Мне так хочется заглянуть за сцену и посмотреть, как сценической бригаде удается создавать такую реалистическую картину; это намного правдоподобнее, чем корытный «гром» в сценических постановках. Я поворачиваюсь к Жюлю, чтобы спросить, возможно ли это, но он полностью поглощен зрелищем. К моему удивлению, он весь в напряжении; кажется даже, что сцены битвы вызывают у него гнев.
— Мсье, мадемуазель, — зовет нас официант, одетый как университетский преподаватель. — Мсье Сали готов принять вас.
Когда мы спускаемся по лестнице, Жюль говорит:
— Сейчас я вернусь.
— Что?
— Воздушные корабли сражаются над большими городами.
К счастью для мира, воображение Жюля далеко от реальности. Если бы осуществилось все, что он представляет, то мы жили бы в мире, в котором люди летают между городами на воздушных кораблях, в очень высоких зданиях поднимаются по движущимся лестницам, ракеты летают на Луну, движущиеся картинки выглядят как настоящие, а не в виде темных силуэтов, и в каждом доме телефоны и электрический свет. Каким безумным был бы этот мир!
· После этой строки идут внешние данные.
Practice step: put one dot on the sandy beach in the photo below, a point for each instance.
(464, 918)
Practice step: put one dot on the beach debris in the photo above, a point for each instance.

— Добро пожаловать в «Ша нуар».
Мсье Сали — упитанный мужчина с рыжими волосами и бородой. На нем парчовый жилет, который хорошо подходил бы для коронации, если бы в этом жилете был сам король. Он с долей лукавства смотрит на Жюля, словно узнал его. Жюль делает вид, что не замечает его взгляда, и привлекает внимание мсье Сали к картине, что мы принесли с собой.
— Это картина Тулуз-Лотрека.
Сали приставляет ее к спинке стула.
— Да, я видел ее раньше. Тулуз предложил ее мне, я отказался, и он повесил ее у Брюана. Кто-то видел ее в уборной, да и все его заведение — сортир.
— Мы хотели бы узнать, кто эти люди.
— Откуда мне знать? А сейчас у меня много дел. Спросите лучше у Тулуза.
Он собирается бежать, но я останавливаю его.
— Человек с красным шарфом — мой муж. Он оставил меня стремя маленькими детьми, ушел к другой женщине и сменил имя. Я должна найти его. Такое может произойти с любой из ваших дочерей.
— Может произойти? Мадемуазель, это случается каждый день. — Он показывает на одного из своих официантов. — У него две дочери, и их мужья такие же, как этот негодяй на картине, кафешные революционеры. Они слишком гордые, чтобы работать, но не стесняются быть нахлебниками, заставляя работать старика.
Он снова смотрит на картину, затем берет ее и держит перед собой на расстоянии вытянутой руки. Он поворачивает ее то так, то эдак, прищуривается и морщит нос, как кролик.
— Нет, не знаю его. Очевидно, один из последователей Красной Девы. Половину своего времени они строят планы убийств, а другую — проводят в тюрьме. Нет, извините, я не знаю ни имени этого человека, ни где он находится.
— Мерси, мсье.
Жюль забирает картину, и когда мы собираемся уйти, Сали задает вопрос, который останавливает нас.
— Почему бы вам не спросить у его приятелей?
Мы тупо смотрим на хозяина кафе.
— Его приятелей? — спрашиваю я.
— У тех, из института.
— Какого института?
— Института Пастера, конечно. Уверен, они коллеги Пастера. Время от времени я видел их с другими сотрудниками института, они отмечали то ли день рождения, то ли повышение по работе.
Я беру картину у Жюля и смотрю на нее более внимательно.
— Не могу поверить, что мы не увидели этого.
— Не увидели чего? — Жюль совершенно озадачен.
— Вернее, кого. Ассистента Пастера. Это Томас Рот. — Я не узнаю другого «коллегу Пастера».
Ошеломленные, мы с Жюлем смотрим друг на друга. Сотрудники Пастера в кафе с убийцей? Когда мы уходим, грустная, но обаятельная молодая женщина поет одну из песен репертуара уличных шансонье; парижские буржуа любят, чтобы их поддразнивали именно этой песней:
42
— Сотрудники Пастера с анархистами Красной Девы? — Это какое-то безумие. — Работники института проводят время вместе с убийцей? Что вы думаете об этом?
Жюль останавливается и смотрит на меня.
— Мы не знаем, убийца ли он.
— Это так, но все-таки радикал-анархист с людьми Пастера. Мы должны поговорить с этими людьми немедленно.